I’ve been reading The Autoimmune Epidemic and I have to say that, as a medical journalist, the scientific research Nakazawa discusses, concerning environmental triggers is alarming and very compelling. These are studies coming from top medical and scientific institutions around the world. But, aside from what’s helpful about this book for anyone with an autoimmune disease (or who, like me, have friends who are afflicted), is that understanding the science behind your symptoms can help you to take better care of yourself . The book also validates what you’ve always suspected and intuited. My friends know that eating certain foods (sugar, gluten) will trigger symptoms.

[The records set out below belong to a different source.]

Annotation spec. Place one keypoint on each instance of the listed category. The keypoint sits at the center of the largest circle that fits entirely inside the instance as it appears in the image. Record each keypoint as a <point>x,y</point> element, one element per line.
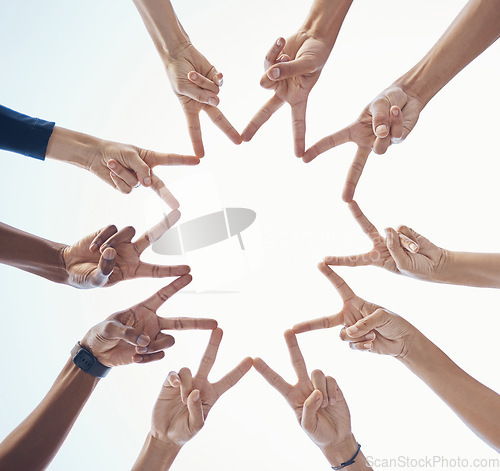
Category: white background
<point>90,66</point>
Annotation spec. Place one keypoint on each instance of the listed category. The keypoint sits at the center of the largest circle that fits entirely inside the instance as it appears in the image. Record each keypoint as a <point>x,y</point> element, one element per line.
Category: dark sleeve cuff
<point>23,134</point>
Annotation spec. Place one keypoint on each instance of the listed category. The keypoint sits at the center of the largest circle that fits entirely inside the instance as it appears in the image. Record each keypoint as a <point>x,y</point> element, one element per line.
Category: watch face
<point>84,360</point>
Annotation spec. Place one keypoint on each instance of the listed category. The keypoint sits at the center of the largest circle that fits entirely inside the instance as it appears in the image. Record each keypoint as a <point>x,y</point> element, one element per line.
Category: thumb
<point>195,409</point>
<point>104,268</point>
<point>374,321</point>
<point>395,249</point>
<point>311,407</point>
<point>284,70</point>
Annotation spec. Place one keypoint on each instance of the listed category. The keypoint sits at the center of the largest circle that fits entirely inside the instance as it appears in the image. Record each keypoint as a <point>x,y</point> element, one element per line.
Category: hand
<point>391,255</point>
<point>353,310</point>
<point>292,69</point>
<point>185,401</point>
<point>109,256</point>
<point>196,83</point>
<point>120,165</point>
<point>387,120</point>
<point>317,401</point>
<point>135,335</point>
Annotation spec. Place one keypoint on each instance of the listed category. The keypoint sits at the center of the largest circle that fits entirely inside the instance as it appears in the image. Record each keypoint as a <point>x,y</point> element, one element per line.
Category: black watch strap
<point>88,362</point>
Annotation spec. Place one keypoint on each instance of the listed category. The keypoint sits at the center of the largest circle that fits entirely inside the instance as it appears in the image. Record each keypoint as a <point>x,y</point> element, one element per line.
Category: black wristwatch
<point>88,362</point>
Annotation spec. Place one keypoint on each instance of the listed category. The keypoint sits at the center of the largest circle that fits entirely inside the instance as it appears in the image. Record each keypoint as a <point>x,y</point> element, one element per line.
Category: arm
<point>35,442</point>
<point>320,407</point>
<point>476,405</point>
<point>475,29</point>
<point>393,114</point>
<point>182,408</point>
<point>195,81</point>
<point>90,262</point>
<point>24,135</point>
<point>293,67</point>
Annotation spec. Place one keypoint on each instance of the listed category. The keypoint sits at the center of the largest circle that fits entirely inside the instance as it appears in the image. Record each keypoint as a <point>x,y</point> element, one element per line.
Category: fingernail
<point>351,330</point>
<point>109,254</point>
<point>275,73</point>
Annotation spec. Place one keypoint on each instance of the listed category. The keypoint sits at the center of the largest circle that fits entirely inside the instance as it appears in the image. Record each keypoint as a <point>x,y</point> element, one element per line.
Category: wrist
<point>72,147</point>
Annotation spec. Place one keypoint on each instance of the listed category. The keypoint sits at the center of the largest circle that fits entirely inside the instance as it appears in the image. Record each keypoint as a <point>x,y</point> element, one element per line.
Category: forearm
<point>470,269</point>
<point>33,254</point>
<point>35,442</point>
<point>156,454</point>
<point>476,405</point>
<point>325,19</point>
<point>475,28</point>
<point>343,452</point>
<point>163,26</point>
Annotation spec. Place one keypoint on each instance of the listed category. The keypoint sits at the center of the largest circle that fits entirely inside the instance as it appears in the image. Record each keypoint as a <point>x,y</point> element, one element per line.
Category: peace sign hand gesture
<point>185,401</point>
<point>109,256</point>
<point>135,335</point>
<point>318,403</point>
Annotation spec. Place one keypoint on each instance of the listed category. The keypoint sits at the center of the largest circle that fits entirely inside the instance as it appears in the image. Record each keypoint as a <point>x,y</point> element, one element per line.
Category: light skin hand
<point>122,166</point>
<point>318,404</point>
<point>389,253</point>
<point>196,84</point>
<point>109,256</point>
<point>185,400</point>
<point>292,69</point>
<point>387,120</point>
<point>135,335</point>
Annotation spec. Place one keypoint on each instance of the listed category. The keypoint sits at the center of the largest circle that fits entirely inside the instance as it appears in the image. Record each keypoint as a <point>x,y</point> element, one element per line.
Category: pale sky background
<point>91,66</point>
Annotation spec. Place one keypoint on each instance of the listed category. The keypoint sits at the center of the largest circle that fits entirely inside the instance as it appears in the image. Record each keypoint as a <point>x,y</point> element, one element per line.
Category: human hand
<point>389,252</point>
<point>353,310</point>
<point>387,120</point>
<point>196,83</point>
<point>318,403</point>
<point>135,334</point>
<point>109,256</point>
<point>120,165</point>
<point>292,69</point>
<point>185,401</point>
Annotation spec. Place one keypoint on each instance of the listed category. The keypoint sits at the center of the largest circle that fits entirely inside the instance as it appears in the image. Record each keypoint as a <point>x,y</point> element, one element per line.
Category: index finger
<point>194,128</point>
<point>153,234</point>
<point>367,227</point>
<point>354,173</point>
<point>320,323</point>
<point>328,142</point>
<point>163,192</point>
<point>210,354</point>
<point>273,378</point>
<point>341,286</point>
<point>269,108</point>
<point>223,124</point>
<point>187,323</point>
<point>299,127</point>
<point>298,363</point>
<point>154,302</point>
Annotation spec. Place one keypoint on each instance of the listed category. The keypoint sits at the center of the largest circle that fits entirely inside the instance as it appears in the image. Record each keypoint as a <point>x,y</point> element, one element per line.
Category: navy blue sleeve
<point>24,135</point>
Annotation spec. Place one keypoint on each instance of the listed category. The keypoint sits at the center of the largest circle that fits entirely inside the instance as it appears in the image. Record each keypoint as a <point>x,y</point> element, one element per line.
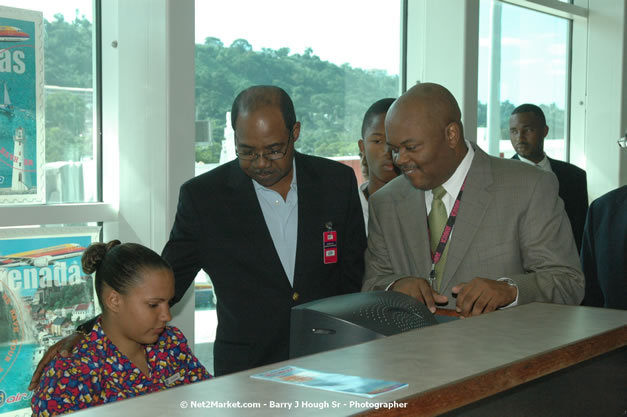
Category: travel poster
<point>44,295</point>
<point>22,145</point>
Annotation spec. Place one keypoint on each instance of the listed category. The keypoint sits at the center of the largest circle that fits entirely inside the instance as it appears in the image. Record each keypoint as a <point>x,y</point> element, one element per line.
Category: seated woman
<point>130,351</point>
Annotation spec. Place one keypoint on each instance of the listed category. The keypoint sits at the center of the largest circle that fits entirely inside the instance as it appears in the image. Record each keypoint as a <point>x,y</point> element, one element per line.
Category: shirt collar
<point>454,184</point>
<point>544,163</point>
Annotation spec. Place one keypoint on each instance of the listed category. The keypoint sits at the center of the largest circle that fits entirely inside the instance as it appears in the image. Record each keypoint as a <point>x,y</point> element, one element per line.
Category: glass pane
<point>68,50</point>
<point>523,58</point>
<point>334,59</point>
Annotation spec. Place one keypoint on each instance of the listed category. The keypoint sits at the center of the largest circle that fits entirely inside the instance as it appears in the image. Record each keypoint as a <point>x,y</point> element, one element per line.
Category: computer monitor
<point>345,320</point>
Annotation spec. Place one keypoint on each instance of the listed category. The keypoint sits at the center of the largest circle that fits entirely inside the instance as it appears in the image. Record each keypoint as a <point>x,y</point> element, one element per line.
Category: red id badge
<point>329,246</point>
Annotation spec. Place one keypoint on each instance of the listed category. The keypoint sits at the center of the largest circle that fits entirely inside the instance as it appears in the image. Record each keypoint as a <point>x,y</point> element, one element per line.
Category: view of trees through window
<point>523,58</point>
<point>330,99</point>
<point>68,78</point>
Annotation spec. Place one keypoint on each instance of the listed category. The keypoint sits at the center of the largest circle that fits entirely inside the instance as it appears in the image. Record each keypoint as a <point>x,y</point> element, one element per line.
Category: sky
<point>366,34</point>
<point>363,33</point>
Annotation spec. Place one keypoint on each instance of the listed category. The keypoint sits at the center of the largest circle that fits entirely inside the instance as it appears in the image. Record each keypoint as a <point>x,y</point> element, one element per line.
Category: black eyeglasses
<point>273,155</point>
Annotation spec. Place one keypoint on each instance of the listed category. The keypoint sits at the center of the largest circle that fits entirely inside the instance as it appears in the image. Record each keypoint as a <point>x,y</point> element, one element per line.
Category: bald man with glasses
<point>273,229</point>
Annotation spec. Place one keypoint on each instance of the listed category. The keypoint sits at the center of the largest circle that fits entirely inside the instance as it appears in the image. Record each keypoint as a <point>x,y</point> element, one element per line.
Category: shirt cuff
<point>513,284</point>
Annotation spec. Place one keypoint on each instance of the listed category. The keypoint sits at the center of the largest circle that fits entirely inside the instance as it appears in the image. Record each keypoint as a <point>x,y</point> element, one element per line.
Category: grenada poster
<point>44,295</point>
<point>22,144</point>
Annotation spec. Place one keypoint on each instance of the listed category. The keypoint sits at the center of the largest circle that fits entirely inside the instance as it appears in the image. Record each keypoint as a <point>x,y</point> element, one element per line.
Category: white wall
<point>148,120</point>
<point>606,118</point>
<point>442,47</point>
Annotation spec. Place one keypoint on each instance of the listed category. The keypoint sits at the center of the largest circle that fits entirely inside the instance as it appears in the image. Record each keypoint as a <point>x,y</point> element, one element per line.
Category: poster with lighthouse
<point>44,295</point>
<point>22,142</point>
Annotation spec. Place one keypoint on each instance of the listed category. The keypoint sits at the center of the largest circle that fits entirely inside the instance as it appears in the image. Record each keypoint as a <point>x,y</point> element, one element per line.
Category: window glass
<point>68,97</point>
<point>523,58</point>
<point>334,59</point>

Same with household chemicals or that nice “new car smell”. One of my friends was about to buy a house but every time she went into it she got a headache. It turns out that the kitchen cabinets were made with formaldehyde. That nixed the deal. This book helps to explain exactly what is going on in the body when something like that happens. Even though I don’t have any disease (that I know of), I am much more careful than I used to be about what I expose myself to. Nakazawa writes about people who were apparently in the best of health for years until something –cycling through an area where there’s been a forest fire, a bout of flu—just tips them over. These diseases are slow-brewing. She talks about something called “the barrel effect”: one’s immune system can handle a lot of foreign invaders for a long time while the “stew” slowly rises to the top of the barrel and then some environmental trigger comes along that might not bother anyone else, but if your barrel is full, it will now spill over. Then you start to see symptoms. It’s like the proverbial last straw that broke the camel’s back.

Brett said...

Stephanie,

Thanks for you thoughts on the book. The barrel effect that you mention is especially interesting (at least to me). I just may have to move this book up in my "to-read" stack.